7 Great tit. This is a male with bright white cheeks set in a black head with a black stripe descending down a yellowish chest. Females are similar but less striking.
8 Long-tailed tits are usually seen in family groups.
9 Dunnock, sparrow-like but look for the red legs and long thin beak and usually on the ground.
10 Nuthatch, usually seen feeding upside-down.
11 Male great spotted woodpecker. Females lack the red patch at the back of the head, and juveniles have a red cap.
12 Ragwort flowering on the village green.
What has been happening so far this month.
The first weekend in January started with the annual winter wildflower flowering survey run by the Botanical Society of the British Isle (BSBI). I took a walk around the village green and adjacent footpaths and noted a single flowering ragwort (image 12) on the village green, several herb Robert plants in flower on the footpath into Steep, a single common daisy (image 13) in our front garden and several red campion (image 14) in our back garden. A few surviving ox-eye daisies were flowering on the A272/A3 bypass roundabout. Hazel bushes already have their bright yellow pollen laden catkins (image 15). Of the non-natives, there is a nice flowering clump of the fragrant pinkish-mauve flowered winter heliotrope (a garden escape) on the village green and also on the Winchester Road near the junction with Ridge Common Lane (image 16). In our garden, the pink flower clusters of Viburnam x bodnantense ‘Dawn’ are in full bloom.

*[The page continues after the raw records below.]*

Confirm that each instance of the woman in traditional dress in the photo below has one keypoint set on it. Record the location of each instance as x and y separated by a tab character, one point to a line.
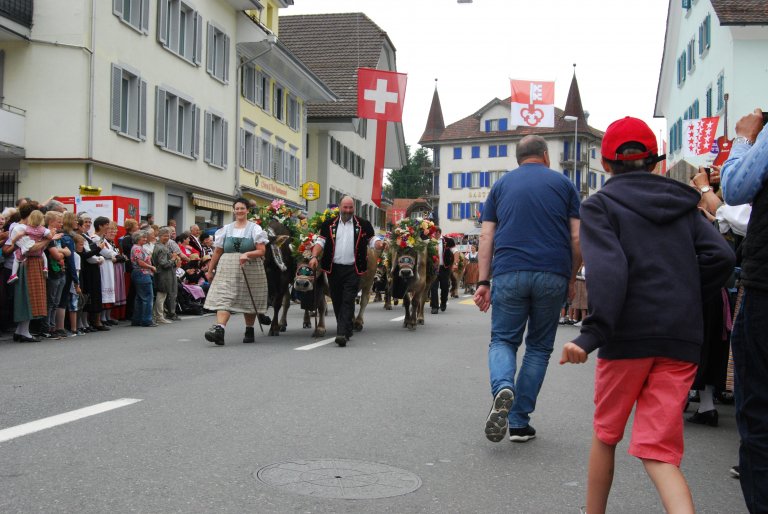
118	311
30	298
90	275
107	269
472	273
240	284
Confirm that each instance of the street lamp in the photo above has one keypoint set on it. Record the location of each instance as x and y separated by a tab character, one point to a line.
575	146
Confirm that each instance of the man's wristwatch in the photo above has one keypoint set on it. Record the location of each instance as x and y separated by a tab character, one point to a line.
743	140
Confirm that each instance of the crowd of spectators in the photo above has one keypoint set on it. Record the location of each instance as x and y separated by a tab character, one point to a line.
67	274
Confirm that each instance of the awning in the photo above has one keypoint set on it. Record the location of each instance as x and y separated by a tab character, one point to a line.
209	202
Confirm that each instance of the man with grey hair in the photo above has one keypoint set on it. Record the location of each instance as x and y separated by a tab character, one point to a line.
530	232
343	243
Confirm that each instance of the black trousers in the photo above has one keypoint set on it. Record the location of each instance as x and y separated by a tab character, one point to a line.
343	283
444	283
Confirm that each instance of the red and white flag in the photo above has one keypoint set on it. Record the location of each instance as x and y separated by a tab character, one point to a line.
699	135
380	94
533	103
380	97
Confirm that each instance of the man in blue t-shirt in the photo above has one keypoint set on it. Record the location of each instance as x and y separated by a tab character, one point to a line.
531	232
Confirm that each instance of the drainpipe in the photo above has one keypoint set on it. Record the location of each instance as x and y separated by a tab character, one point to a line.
272	40
91	103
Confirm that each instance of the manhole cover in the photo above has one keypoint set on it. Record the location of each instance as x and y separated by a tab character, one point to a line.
339	478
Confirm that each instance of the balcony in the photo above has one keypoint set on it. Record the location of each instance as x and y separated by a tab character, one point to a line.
15	19
568	159
12	127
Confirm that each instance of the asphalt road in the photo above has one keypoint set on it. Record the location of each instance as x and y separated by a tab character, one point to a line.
326	421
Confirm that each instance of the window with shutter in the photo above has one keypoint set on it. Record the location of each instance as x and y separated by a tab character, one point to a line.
128	103
134	13
180	29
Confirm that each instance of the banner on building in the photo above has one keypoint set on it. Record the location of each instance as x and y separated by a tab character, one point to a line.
699	135
533	103
380	97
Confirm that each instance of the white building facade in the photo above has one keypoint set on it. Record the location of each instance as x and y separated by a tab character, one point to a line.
470	155
135	97
713	48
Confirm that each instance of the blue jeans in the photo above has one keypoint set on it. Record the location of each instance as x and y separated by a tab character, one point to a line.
142	307
749	342
521	298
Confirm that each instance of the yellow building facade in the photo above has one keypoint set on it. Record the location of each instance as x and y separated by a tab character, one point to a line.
274	89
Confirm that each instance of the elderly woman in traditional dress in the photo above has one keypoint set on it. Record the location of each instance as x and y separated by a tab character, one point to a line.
107	269
141	277
240	284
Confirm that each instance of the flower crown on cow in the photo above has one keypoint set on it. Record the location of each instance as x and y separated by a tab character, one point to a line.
413	233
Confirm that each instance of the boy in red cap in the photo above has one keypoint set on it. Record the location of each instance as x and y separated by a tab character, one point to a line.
651	257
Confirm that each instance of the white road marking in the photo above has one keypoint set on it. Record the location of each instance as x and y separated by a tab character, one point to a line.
316	345
41	424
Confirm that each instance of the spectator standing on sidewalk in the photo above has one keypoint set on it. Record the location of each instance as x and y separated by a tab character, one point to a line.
743	181
645	310
531	232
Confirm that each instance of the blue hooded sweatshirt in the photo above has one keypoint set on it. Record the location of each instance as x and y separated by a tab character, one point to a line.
651	258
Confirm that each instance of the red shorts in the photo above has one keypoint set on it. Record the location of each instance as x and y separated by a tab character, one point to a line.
659	386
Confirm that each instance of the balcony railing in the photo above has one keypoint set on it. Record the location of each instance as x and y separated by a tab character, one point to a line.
583	157
19	11
12	126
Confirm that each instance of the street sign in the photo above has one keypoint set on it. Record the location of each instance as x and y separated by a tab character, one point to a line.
310	191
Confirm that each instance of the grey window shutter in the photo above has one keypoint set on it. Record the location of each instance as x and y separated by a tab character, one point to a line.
226	59
160	120
198	39
267	86
196	131
225	137
117	82
145	16
143	110
209	52
241	146
162	22
208	137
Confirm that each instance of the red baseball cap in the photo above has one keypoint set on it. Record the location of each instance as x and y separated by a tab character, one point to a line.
628	130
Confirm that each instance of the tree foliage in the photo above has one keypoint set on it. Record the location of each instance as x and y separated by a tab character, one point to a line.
413	180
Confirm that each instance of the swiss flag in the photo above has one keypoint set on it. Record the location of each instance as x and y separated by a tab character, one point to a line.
380	94
699	135
532	103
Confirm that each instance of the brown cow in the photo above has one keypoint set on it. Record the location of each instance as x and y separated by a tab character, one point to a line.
312	288
366	285
410	282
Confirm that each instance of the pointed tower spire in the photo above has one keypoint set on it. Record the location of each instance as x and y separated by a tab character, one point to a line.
573	105
435	122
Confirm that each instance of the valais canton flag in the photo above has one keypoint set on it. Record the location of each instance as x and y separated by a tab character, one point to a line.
699	135
533	103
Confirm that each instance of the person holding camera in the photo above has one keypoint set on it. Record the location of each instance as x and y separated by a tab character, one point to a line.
743	181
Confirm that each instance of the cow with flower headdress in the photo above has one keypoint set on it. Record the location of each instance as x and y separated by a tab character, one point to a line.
414	255
277	219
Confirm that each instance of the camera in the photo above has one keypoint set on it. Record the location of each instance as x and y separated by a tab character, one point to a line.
708	170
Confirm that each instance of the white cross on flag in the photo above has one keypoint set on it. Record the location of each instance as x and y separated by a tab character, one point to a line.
698	135
380	94
533	103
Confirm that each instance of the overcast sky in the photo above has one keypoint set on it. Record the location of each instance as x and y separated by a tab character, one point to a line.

13 Common daisy, never seems to stop flowering.
14 Red campion flowering this winter in our garden.
15 Hazels have been displaying their bright yellow pollen-filled catkins since early January.
16 Winter heliotrope in flower on the village green, a garden escape.
17 Frog in our pond.
18 Chestnut moths seem to be out however cold and snowy it is. This moth has snow settled on its head.
In our pond (when not frozen), we had a single frog (image 17) and by torchlight see that palmate newts are active, also caddis-fly larvae crawling around carrying their protective cases made of nibbled plant fragments.
This year, we have the first nationwide January Moth Challenge and moth enthusiasts are out looking for moths and running their moth traps even in really cold conditions. So far, our garden has produced four macro-moths: winter moth, chestnut moth (in the snow image 18)), and individuals of mottled umber (image 19) and pale brindled beauty (image 20); also, three micro-moths, Agonopterix heracliana (image 21) and the tiny 5mm long Acrolepia autumnitella (image 22) both of which flew out of firewood brought in from the cold. Also, out of the firewood came this many-plumed moth with its divided feather like wing scales. Six moth species in total. Also, in the house have been several wasps, presumably also attempting to hibernate in the firewood.
Only halfway through January and I look forward to seeing what else the month brings.